Poznan Station is a maze of confusion. I manage to arrive via a side entrance to Platform 9, and slowly make my way through an underground passage towards this morning’s train. I know it leaves from Platform 3 but I don’t have a reservation. A small ticket window is staffed by a young man who speaks no English, but directs me through hand gestures to the main ticket office above. This time, I type my question into Google Translate – I’d like a first class reservation only to Warsaw. It seems a simple enough request but the woman is baffled, her computer repeatedly saying no. She summons a colleague, there is a discussion for what seems an age. I am finally issued with a ticket costing 1 Polish Zloty – about 30p.



But then, there is more confusion. A train saying Warsaw arrives on Platform 3 but there is no sign of the car number on my ticket. I board anyway and eventually ask a member of staff. “This is not the correct train,” she barks. But it’s going to Warsaw? Another passenger intervenes : “This is a different train.” But it clearly says Warsaw? It turns out that two trains to Warsaw leave from alternate sides of the same platform within minutes of each other. One is an Express, the other is a slower service which stops at several intermediate stations. It adds about 45 minutes onto the travel time but after yesterday’s farce I am grateful to be going anywhere. Even if it is in second class.

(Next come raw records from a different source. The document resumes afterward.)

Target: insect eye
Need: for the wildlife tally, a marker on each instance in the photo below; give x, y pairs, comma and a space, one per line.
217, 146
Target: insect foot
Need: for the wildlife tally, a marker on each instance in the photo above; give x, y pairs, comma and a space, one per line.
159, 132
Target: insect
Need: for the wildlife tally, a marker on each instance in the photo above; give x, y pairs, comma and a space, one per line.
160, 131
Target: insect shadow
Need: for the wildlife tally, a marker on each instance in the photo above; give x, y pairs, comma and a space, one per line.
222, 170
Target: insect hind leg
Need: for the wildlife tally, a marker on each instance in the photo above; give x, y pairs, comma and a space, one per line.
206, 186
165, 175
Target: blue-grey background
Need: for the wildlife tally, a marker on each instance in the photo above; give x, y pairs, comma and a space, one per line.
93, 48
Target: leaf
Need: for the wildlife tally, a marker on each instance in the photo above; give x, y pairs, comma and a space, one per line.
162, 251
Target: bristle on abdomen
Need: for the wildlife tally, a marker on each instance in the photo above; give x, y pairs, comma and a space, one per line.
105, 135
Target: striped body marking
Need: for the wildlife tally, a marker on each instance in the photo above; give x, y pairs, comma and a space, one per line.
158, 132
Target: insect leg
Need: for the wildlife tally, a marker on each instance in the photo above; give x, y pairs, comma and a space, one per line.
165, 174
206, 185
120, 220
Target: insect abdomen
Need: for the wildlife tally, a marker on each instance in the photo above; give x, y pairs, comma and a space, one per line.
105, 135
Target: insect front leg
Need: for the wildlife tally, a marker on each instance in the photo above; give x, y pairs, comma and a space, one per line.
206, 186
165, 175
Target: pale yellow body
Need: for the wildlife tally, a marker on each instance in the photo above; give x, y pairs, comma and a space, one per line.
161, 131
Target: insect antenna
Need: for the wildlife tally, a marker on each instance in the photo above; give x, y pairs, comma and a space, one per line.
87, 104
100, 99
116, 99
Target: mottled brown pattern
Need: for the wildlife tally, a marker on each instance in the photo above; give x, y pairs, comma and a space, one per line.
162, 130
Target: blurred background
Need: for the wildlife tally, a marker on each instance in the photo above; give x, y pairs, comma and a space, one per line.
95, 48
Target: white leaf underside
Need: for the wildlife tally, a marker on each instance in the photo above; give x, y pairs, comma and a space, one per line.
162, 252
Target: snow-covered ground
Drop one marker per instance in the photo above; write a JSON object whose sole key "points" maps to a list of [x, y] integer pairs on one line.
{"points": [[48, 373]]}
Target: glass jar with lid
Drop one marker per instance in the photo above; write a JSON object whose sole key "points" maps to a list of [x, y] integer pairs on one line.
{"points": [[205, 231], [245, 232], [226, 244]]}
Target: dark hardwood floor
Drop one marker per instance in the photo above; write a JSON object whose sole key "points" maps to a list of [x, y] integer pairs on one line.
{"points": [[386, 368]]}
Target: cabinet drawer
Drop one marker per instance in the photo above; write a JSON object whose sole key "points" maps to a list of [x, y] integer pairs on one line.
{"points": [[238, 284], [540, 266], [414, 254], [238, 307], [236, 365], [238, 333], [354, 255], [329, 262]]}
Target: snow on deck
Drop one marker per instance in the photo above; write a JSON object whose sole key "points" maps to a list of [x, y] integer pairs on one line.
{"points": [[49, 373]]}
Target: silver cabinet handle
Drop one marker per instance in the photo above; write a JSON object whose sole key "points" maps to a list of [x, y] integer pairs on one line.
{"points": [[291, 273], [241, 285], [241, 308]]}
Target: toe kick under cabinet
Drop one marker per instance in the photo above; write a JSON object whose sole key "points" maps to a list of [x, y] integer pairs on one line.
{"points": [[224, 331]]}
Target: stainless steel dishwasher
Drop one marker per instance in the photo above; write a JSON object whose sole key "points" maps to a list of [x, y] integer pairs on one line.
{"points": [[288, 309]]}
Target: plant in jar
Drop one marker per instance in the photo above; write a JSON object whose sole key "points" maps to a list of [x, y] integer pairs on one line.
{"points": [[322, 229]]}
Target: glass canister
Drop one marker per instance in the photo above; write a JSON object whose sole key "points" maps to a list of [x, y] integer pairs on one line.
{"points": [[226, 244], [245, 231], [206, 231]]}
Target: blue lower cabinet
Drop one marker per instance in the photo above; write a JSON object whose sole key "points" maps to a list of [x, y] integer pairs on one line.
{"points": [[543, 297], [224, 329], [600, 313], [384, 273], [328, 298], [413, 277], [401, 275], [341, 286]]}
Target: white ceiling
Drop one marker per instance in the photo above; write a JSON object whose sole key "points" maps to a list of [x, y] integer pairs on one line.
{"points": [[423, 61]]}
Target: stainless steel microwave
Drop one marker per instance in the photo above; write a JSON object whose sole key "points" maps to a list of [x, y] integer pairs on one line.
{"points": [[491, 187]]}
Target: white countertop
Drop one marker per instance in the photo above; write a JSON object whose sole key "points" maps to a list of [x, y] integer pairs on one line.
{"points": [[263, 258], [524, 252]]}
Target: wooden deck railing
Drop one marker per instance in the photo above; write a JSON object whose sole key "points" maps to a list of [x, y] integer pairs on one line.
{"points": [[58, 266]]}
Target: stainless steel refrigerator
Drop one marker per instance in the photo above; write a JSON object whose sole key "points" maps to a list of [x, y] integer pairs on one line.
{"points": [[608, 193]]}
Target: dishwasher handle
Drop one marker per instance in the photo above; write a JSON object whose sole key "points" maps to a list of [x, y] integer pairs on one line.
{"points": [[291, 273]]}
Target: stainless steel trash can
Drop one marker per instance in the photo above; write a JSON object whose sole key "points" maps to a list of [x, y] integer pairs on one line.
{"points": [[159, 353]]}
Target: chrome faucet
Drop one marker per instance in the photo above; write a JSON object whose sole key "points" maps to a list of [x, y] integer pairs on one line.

Warsaw boasts Europe’s newest “Old Town”, because much of the original was of course destroyed in the Second World War. A 15 minute tram ride from the Central Station brings you to a pretty location, surrounded by walls, ramparts and the occasional palace. Doubtless these streets are crowded with tourists during the high season, but on a Tuesday in March there’s plenty of space to stretch the legs and take in the sights.





Having arrived almost a day late, it’s a quick canter through the main sights, though one demands a bit more time, and thought. The Warsaw Uprising memorial is a striking monument. The events of 1944 saw the people’s resistence attend to liberate the city from the Nazis. But it was a complex story, because the Soviets wanted a very different form of post-war Poland. As a result, the monument marking the event wasn’t built until 1989. At its heart are figures of people literally rising from the ground, whole all around are striking metallic columns, each telling the stories of those involved.



Back across town, you may be forgiven for thinking you’d landed in New York, because standing close to the main station is the impressive Palace of Culture and Science. One review calls it “Stalin’s gift to Warsaw”, though these days all references to him have been removed. There are museums, a theatre, a cinema and – for a bargain fee of around 5 Euros – an observation terrace at the top of the tower. Although it’s a sunny day, it’s a but windy up there.




What I like about this tower is that it’s all self service. There are no long queues, or any waiting for an attendant to tell you the history of the place before you ascend.

The evening takes me back to the Old Town. I had expected it to be busier than during the daytime but it’s still quiet. For the week before Easter this seems strange – then again, perhaps the holidays don’t start until the weekend. Either way, it makes for a very convivial, relaxed atmosphere.



It’s quite unlike any Old Town I’ve visited elesewhere in Eastern Europe. There are no loud groups, no obvious distract of bars or clubs. The most eciting thing this evening is the sound of Chopin coming from a recital inside a church. At Same Krafty they advertise the beers well – on the outside of the bar. They don’t taste too bad on the inside either.




Thanks to my enforced delay, I’ve only had a few hours to check out the headlines of Warsaw. Fortunately most of the main sights are within a faIrly compact area, and the abundance of trams, buses and a metro make it easy to get around. It would have been nice to stick around later into the evening, not least because Poland have beaten Wales in a dramatic Euro qualifier penalt shootout. But tomorrow is another early day – and for me, a new country to discover.